First is building decent, low-cost homes and, developing housing finance market that enables low-income earners to buy those homes- ‘for without finance, almost no home price is low enough to be affordable on an average salary,” Oltetia says.

While Kenya’s mortgage finance market has been growing, Oltetia is worried that the local market has been held back by multiple constraints, including bureaucracy.
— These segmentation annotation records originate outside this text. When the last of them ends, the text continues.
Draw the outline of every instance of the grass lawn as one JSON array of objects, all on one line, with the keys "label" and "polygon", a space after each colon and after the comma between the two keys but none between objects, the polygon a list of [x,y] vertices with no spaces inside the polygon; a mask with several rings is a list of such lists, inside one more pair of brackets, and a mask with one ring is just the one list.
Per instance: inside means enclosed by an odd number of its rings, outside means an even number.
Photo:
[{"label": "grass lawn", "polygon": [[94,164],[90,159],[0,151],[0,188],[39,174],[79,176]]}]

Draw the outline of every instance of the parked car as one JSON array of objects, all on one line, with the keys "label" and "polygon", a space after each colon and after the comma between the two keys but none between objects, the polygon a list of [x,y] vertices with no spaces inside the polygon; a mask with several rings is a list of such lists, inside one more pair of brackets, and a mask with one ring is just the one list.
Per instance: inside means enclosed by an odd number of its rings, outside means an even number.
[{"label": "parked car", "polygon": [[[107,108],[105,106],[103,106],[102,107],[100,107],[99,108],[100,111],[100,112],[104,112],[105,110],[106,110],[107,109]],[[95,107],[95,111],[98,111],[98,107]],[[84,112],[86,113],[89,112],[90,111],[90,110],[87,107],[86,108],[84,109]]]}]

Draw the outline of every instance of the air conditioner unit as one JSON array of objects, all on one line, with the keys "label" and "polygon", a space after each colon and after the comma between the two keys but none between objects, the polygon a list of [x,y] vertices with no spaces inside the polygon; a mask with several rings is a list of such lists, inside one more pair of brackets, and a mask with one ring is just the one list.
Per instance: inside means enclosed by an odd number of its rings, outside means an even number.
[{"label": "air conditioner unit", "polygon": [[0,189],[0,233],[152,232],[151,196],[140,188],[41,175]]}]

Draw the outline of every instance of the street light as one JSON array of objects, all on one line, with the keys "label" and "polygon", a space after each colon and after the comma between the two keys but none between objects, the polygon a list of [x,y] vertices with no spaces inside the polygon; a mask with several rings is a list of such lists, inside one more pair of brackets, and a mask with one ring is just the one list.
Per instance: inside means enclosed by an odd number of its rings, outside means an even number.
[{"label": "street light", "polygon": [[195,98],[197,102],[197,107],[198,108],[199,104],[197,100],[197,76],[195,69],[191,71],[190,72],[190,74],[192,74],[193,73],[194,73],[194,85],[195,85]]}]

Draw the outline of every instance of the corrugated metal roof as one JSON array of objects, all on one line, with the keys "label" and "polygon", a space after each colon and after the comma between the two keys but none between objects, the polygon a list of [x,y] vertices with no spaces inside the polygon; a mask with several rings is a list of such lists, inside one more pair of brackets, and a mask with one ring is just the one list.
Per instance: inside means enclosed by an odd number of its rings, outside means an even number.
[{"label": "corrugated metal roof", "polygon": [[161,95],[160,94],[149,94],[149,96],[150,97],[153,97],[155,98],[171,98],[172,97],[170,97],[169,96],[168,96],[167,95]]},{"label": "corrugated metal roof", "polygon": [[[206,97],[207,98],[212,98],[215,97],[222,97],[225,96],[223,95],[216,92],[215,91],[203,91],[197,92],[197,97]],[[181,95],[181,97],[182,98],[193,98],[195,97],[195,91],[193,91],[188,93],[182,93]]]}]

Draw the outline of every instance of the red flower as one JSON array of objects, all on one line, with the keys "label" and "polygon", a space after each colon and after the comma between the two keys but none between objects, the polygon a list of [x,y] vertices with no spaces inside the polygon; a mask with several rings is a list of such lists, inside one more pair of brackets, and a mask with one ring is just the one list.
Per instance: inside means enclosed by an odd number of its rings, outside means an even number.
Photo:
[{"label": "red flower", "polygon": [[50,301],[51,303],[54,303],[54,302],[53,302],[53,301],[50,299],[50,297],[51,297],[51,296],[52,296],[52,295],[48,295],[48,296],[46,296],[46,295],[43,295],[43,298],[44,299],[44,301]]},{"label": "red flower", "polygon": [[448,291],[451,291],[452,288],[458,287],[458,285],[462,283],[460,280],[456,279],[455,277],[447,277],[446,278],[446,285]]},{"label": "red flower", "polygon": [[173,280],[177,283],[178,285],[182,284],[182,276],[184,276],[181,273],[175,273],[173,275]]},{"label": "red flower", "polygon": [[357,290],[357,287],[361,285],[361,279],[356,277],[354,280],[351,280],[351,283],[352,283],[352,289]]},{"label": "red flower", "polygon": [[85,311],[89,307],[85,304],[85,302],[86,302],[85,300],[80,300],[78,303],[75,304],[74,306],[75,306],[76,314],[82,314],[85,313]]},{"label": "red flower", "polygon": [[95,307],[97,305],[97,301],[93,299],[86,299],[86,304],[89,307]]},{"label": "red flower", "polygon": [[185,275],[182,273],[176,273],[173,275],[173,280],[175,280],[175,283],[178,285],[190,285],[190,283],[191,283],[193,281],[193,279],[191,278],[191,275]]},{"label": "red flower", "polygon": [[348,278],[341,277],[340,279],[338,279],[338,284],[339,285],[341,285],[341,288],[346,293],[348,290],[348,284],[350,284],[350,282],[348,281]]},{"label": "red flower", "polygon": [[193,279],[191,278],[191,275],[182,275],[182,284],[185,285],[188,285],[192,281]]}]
And with these challenges, “most primary mortgage lenders thus set higher mortgage rates and focus on high net worth individuals and high earners who can afford higher rates.”

It’s in a bid to address some of these challenges that the National Treasury created Kenya Mortgage Refinance Company as a lending facility to provide longer term funds for banks and SACCOs for residential mortgages in Kenya.

According to Oltetia, KMRC will provide secure funding to mortgage lenders so that they can offer more mortgages at lower prices. “With such long-term funding, primary mortgage lenders will also be able to lengthen repayment periods to 15 to 25 years, and offer a fixed interest rate, making mortgages both safe and affordable for low income earners,” he says.

The new financing, he says, will mainly be available for lower cost housing, valued at less than Ksh4million in Nairobi metropolitan areas of Nairobi, Machakos, Kiambu and Kajiado, and Ksh3million elsewhere.

Kenyans must be earning less than Ksh150,000 a month to be eligible for the housing loan.

Other than rolling out KMRC, government has introduced various budgetary allocations to cater to the affordable housing programme.

In the budget statement FY2018/2019, ksh.6.5billion was set aside to achieve the Big Four economic pillar, including; Ksh 1 billion for construction of affordable housing; ksh.2 billion for construction of social housing units; ksh1.5 billion for construction of housing or police and Kenya prison and ksh1.5 billion for civil servant housing scheme.

The allocations also include Ksh 2.5billion for Kisumu urban programme; ksh.4.3 billion for Nairobi metropolitan services and ksh. 11.7 billion for Kenya Urban programme.

While construction projects have already began in certain quotas, either through wholly government facilitated projects or Public-private-Partnerships, it remains to be seen how the affordable housing promise will be realized, three years to its deadline.